Позже, когда огонь в камине затух, а Мелани поужинала и делать больше ничего не хотелось, события дня вновь захватили ее мысли.
Нет, нельзя поддаваться этому соблазну, почти непреодолимому желанию думать и мечтать о Люке, вспоминать каждое мгновенье, проведенное с ним, и все свои ощущения.
Уж лучше подумать, как быть с невыносимым Дейвидом Хьюитсоном.
Угроза, прозвучавшая в его голосе, была очевидна, ей не могло показаться.
Адвокат с самого начала советовал дождаться решения вопроса о строительстве автодороги и только потом выставлять дом и землю на аукцион, чтобы получить хорошую цену. И Мелани твердо решила последовать его совету.
Дейвид Хьюитсон, видимо, просто хочет ее запугать, чтобы она продала ему дом и землю по дешевке. И поскольку ему не удалось это сделать с наскока, возможно, он будет и дальше преследовать ее, обвиняя во всех смертных грехах.

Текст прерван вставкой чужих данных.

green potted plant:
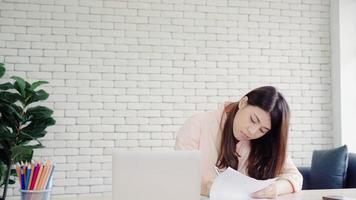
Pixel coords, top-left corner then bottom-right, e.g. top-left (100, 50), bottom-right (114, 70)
top-left (0, 63), bottom-right (56, 200)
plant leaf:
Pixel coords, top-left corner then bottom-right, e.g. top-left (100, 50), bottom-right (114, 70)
top-left (0, 82), bottom-right (14, 90)
top-left (10, 145), bottom-right (35, 163)
top-left (0, 63), bottom-right (6, 78)
top-left (26, 106), bottom-right (53, 119)
top-left (31, 81), bottom-right (48, 90)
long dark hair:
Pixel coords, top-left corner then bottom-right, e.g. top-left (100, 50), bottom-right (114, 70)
top-left (216, 86), bottom-right (290, 179)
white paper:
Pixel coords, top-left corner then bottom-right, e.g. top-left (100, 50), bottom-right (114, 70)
top-left (210, 167), bottom-right (275, 200)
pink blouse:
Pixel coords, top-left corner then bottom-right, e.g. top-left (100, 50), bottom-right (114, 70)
top-left (175, 104), bottom-right (303, 196)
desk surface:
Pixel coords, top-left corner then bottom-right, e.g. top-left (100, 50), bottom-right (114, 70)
top-left (52, 188), bottom-right (356, 200)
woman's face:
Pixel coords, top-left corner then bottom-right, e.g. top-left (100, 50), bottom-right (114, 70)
top-left (233, 96), bottom-right (271, 141)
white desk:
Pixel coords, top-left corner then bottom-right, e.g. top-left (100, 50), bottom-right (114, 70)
top-left (52, 188), bottom-right (356, 200)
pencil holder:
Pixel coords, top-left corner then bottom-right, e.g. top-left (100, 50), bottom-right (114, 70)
top-left (20, 189), bottom-right (51, 200)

Если бы деньги были нужны ей для себя, то она, вполне возможно, согласилась бы на его условия. Но у нее особый случай…
Прожив всего несколько дней в этом доме, Мелани почувствовала, как одиноко и тоскливо было здесь Джону Барроусу, и ей стало казаться, что, передав ей дом в наследство, он оказал ей большое доверие. Одиночество — та невидимая нить, что связала их между собой и со многими другими людьми по всей стране и даже по всему миру, С людьми, как и они, познавшими муку одиночества, которая намного страшнее, чем даже нищета.
Значит, она обязана ради всех, кому поможет деньгами от продажи этого дома, получить за него максимальную цену.
Жаль, что некому довериться, не у кого попросить поддержки и помощи. Как важно, когда кто-то…
Хотя просто «кто-то» мне не нужен, честно призналась она себе.
Как только она ощутила потребность в поддержке, первый, о ком она вспомнила, был
Люк Чалмерс.
Нельзя давать власть этим опасным чувствам. Сколько бы он ни говорил, что находит ее привлекательной, каким бы привлекательным ни находила его она, нельзя отдаваться болезненной, непреодолимой потребности быть рядом с ним.
Надо иметь голову на плечах. Надо учиться на ошибках прошлого.